When does your pride for something you’ve done kick in?
As someone who’s been programmed in black and white and overrides everything by adding grey areas, I realise I only become proud of things when and if:
- They are fully finished (post-micro-last-minute-tweaking)
- They are done well
And not a single minute before.
Which is all well and good, until I realised I treat my artwork very very differently. From the minute I buy my canvas, I love it, it’s mine, I’m proud of it. It’s not even out of the plastic wrapping yet.
At every stage of my paintings, I’m proud of them, of the sketching, of trying out colours, of the initial detail, just everything about them I adore.
I’ve had half-finished paintings lying on easels in corners of my room for years. And yet I’ve had the same burning pride I have in them when they’re finished, glossed, and in frames.
Why don’t I feel the same way about everything I do?
I feel as though if I left medicine now - that would be a disaster, a failure, a waste - there would be no pride in what I’ve done so far.
When I am half-way through a presentation slide deck for work - I’m not proud if it. If anything I’m frustrated with it until it’s all finished, and I can allow myself to step back, appreciate and hopefully love it.

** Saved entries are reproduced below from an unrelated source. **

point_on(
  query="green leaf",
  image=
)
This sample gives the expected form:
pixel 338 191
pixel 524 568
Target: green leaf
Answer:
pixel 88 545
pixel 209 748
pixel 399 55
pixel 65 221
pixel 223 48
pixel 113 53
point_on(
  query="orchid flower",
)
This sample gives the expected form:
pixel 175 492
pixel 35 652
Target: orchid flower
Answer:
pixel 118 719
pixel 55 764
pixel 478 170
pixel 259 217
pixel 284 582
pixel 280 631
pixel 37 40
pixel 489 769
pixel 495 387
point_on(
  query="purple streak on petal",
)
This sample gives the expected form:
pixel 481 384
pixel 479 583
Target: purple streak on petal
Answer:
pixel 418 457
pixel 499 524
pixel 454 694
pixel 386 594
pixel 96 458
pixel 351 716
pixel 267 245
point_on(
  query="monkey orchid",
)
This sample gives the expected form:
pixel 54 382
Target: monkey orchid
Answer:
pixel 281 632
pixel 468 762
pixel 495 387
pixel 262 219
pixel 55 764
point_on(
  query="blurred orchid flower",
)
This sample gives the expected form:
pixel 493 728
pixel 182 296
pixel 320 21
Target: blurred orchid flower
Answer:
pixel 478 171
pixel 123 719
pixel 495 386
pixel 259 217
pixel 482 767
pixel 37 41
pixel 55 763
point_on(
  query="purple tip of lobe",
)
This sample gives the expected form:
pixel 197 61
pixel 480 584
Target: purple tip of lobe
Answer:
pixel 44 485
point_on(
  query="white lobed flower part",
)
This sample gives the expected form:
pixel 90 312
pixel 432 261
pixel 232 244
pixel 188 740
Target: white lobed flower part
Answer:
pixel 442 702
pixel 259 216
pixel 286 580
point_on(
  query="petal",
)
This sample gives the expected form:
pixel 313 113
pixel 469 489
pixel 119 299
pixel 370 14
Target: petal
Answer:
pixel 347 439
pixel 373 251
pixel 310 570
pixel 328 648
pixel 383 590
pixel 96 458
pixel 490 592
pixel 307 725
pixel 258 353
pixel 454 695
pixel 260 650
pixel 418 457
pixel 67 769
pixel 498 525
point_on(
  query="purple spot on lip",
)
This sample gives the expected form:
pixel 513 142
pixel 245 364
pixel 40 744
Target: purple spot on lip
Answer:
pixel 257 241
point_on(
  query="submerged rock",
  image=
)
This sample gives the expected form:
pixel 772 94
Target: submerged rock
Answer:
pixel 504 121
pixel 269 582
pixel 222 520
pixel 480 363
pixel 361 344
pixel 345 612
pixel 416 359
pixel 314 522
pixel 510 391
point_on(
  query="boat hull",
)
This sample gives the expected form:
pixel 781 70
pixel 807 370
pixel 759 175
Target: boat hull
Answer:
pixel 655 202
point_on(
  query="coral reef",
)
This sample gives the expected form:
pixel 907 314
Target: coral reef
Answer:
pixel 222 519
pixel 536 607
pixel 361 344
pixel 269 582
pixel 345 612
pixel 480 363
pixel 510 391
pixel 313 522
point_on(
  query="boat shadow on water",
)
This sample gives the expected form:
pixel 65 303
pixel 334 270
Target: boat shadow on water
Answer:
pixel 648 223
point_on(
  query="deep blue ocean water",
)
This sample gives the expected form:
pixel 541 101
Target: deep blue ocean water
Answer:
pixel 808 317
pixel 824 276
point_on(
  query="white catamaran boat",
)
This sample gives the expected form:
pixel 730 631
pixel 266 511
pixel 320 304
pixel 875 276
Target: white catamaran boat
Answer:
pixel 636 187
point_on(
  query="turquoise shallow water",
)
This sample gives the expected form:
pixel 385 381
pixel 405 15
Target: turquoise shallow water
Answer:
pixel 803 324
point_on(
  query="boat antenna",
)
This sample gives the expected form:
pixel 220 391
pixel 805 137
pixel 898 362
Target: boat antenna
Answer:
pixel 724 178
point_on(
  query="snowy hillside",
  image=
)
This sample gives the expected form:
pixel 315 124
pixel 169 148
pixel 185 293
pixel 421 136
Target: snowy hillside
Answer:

This pride dichotomy in 99% of what I do is so ridiculous. Unfinished, imperfect = disaster and shame; finished, well-done = pride. That’s insane.
I once read that humans are the only creatures that judge ourselves. We wouldn’t call a seedling or sapling stupid and not good enough because it’s not a pine tree yet. We appreciate them every step of the way, for what they are.
And yet, so often, we don’t do this for ourselves. Although pride has been one of the emotions I’ve found the most problematic (and I stick to that still), I think sparingly, or in the form of love and adoration, I can apply it more to what I do, and most importantly: myself. Along every step of the way, every minute of the journey.